5. Merchant bankruptcy
Suppliers should include a clause specifying that the jewelry shall remain the property of the supplier in the event that the merchant files for bankruptcy. Further, the clause should state that the supplier will file a UCC-1 financing statement.
In Short
Never take shortcuts when drafting a memo, even if you are doing business with a counter-party you know well. Always make sure that:
- Memos are in writing and signed by the merchant.
- They contain specific provisions for payment, loss, theft, damage (especially during transit), and bankruptcy.
- The supplier fi les a UCC-1 statement covering the inventory, thereby perfecting a security interest in the merchandise.
- Both parties have comprehensive insurance coverage and provide evidence of the same before the goods are transferred.
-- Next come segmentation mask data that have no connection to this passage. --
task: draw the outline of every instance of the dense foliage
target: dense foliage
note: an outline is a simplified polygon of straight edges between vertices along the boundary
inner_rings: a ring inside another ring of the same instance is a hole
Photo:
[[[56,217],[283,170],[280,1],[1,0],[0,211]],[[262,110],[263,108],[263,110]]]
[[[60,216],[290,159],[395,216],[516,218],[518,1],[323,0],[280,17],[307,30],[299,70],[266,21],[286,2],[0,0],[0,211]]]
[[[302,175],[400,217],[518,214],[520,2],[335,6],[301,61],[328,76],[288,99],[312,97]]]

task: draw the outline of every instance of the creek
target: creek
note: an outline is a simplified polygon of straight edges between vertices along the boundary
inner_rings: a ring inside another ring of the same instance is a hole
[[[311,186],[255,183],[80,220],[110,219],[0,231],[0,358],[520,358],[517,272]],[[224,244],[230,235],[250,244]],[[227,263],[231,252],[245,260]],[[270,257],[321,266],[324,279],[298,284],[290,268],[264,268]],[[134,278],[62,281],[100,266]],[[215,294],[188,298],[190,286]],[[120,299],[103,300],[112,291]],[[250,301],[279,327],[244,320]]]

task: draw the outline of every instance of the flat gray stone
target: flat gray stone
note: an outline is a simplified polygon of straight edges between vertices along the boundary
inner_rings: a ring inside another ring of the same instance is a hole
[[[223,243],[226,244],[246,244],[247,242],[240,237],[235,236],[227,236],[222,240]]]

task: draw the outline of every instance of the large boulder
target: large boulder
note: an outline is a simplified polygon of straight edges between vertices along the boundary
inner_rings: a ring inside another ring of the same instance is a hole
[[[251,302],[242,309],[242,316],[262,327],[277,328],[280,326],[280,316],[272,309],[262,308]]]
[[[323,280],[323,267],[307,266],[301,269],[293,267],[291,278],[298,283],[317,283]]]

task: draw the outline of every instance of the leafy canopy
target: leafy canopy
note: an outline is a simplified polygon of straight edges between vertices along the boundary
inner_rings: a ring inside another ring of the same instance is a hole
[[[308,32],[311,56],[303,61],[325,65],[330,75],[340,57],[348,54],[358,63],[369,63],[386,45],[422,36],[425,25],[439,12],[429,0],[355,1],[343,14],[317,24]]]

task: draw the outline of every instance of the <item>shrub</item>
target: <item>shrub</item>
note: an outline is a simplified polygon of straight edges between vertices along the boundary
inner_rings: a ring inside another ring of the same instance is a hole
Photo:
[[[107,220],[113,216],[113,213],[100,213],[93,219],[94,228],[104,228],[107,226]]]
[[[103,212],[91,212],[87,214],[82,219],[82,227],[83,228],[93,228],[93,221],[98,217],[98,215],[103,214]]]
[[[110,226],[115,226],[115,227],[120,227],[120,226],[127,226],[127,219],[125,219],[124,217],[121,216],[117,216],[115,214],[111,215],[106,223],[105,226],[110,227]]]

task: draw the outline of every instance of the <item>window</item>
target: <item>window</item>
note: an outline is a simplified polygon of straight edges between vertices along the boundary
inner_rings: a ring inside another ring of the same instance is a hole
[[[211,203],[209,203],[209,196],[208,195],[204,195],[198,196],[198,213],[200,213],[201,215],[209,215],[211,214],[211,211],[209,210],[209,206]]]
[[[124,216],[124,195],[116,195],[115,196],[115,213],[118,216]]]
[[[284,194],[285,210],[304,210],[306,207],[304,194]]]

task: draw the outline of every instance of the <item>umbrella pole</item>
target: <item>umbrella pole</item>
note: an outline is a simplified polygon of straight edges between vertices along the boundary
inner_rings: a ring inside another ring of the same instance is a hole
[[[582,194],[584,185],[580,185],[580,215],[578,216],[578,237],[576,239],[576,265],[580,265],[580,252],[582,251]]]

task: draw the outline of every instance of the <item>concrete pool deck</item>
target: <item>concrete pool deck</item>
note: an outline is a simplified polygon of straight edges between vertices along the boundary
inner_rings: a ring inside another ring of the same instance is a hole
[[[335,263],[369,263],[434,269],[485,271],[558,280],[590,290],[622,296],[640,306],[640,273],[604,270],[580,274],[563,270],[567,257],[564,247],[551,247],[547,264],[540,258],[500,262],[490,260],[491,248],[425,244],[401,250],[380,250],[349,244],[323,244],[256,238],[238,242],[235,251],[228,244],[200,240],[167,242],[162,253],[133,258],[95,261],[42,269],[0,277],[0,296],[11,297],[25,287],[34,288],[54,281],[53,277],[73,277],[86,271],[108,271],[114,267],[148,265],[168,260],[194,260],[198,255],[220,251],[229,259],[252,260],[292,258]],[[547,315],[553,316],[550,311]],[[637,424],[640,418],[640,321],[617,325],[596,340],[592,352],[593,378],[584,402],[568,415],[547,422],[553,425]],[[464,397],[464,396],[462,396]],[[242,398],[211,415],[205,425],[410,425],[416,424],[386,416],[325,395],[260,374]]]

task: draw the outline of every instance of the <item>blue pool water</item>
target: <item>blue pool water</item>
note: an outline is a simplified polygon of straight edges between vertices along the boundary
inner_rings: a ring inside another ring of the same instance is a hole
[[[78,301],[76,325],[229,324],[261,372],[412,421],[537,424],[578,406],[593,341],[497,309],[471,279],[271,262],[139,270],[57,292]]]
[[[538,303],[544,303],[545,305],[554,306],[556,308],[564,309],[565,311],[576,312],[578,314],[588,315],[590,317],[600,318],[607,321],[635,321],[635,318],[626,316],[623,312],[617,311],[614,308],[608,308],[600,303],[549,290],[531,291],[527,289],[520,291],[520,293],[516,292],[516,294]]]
- You perform credit checks and background checks on parties with whom you have not previously done business.
When in doubt, consult an attorney with experience drafting credit memos.
UCC-1: Making a Statement
To document ownership of the jewelry once it’s in the merchant’s hands, the supplier must file a UCC-1 financing statement with the secretary of state in the jurisdiction where the merchant is incorporated and does business. This is known in legal parlance as “perfecting the security interest” — meaning that should the merchant go bankrupt while in possession of the jewelry, it will not be mislabeled as an asset of the merchant.
Further, the supplier’s right to the property will take precedence over the rights of other creditors. The one-page form requires the merchant’s name and mailing address and a description of the memo items the financing statement covers. Any changes to names and mailing addresses must be updated within four months.
The UCC-1 form is valid for five years, though the jewelry is unlikely to be in the merchant’s possession for that long.